# Functions


**Learning Objectives**:

- Learn to write custom functions
- Use `return` to produce values
- Combine basic operations to build functions
* * * * *

We have already used functions like `len()` , `sum()`, `pd.DataFrame()`, in our code. These are essentially shortcuts that make it so that we don't need to write many lines of code to accomplish certain tasks. For example, without `sum()`, we can calculate the sum without relying on the function and by using a for loop with aggregation. One option is: 

In [1]:
list_of_numbers =  [1,3,5,7]

#use the accumulator pattern
total = 0
for s in list_of_numbers:
    total = total + s #add the current value to the sum of the values
print('the sum is', total)

the sum is 16


We can turn this code into a function called `my_sum()` with some additional syntax. (Notice how we avoid overwriting the `sum()` function):

In [2]:
def my_sum(list_of_numbers):
    total = 0
    for s in list_of_numbers:
        total = total + s
    return(total)
    
list_of_numbers =  [1,3,5,7]

print("The sum with sum() is:",sum(list_of_numbers), "\n The sum with my_sum() is:", my_sum(list_of_numbers))

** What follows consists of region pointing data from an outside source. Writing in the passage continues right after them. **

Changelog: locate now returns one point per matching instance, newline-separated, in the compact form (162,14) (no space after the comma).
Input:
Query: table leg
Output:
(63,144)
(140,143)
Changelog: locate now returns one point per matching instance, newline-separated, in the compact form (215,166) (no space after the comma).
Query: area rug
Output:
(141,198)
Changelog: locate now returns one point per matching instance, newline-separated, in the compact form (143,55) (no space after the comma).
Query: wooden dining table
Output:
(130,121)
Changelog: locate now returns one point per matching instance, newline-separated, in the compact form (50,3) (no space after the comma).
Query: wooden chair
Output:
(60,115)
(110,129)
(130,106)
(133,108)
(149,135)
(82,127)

The sum with sum() is: 16 
 The sum with my_sum() is: 16


So functions save us a lot of time, but they aren't black boxes. Rather, we can think of functions as basic building blocks that we expect to use over and over again.

Using existing functions from packages, or built-in functions, is generally preferred because it saves time (and effort). For example, we wouldn't write a custom `sum()` function when one already exists. However, when a function doesn't already exist that performs the desired operation, we can write our own custom function.

Specifically, a function does three things:
   1. They name pieces of code the way variables name strings and numbers.
   2. They take arguments, or data that you want to do something on.
   3. Using 1 and 2 they let you make your own "mini-scripts" or "tiny commands."
   4. They return values that can be referred to in further operations.

The details are pretty simple, but this is one of those ideas where it's good to get lots of practice!
    

## Basic function syntax

*   Begin the definition of a new function with `def`.
*   Followed by the *name* of the function.
    *   Must obey the same rules as variable names.
*   The *parameters* are defined in parentheses.
    *   Empty parentheses if the function doesn't take any inputs.
    *   We will discuss this in detail in a moment.
*   Then a colon.
*   Then an indented block of code.
*   The final line should be a `return` statement with the value(s) to be returned from the function

**Note:** Arguments and variables created within the function only exist within the function and cannot be referred to unless returned by the function using the `return` statement.


In [3]:
def feet_to_meters(x):
    return(x*.304)

Notice how there is no print statement from running the block of code above. This is because defining a function does not run it. You can think of it as assigning a value to a variable. The function needs to be *called* with appropriate arguments to execute the code it contains. 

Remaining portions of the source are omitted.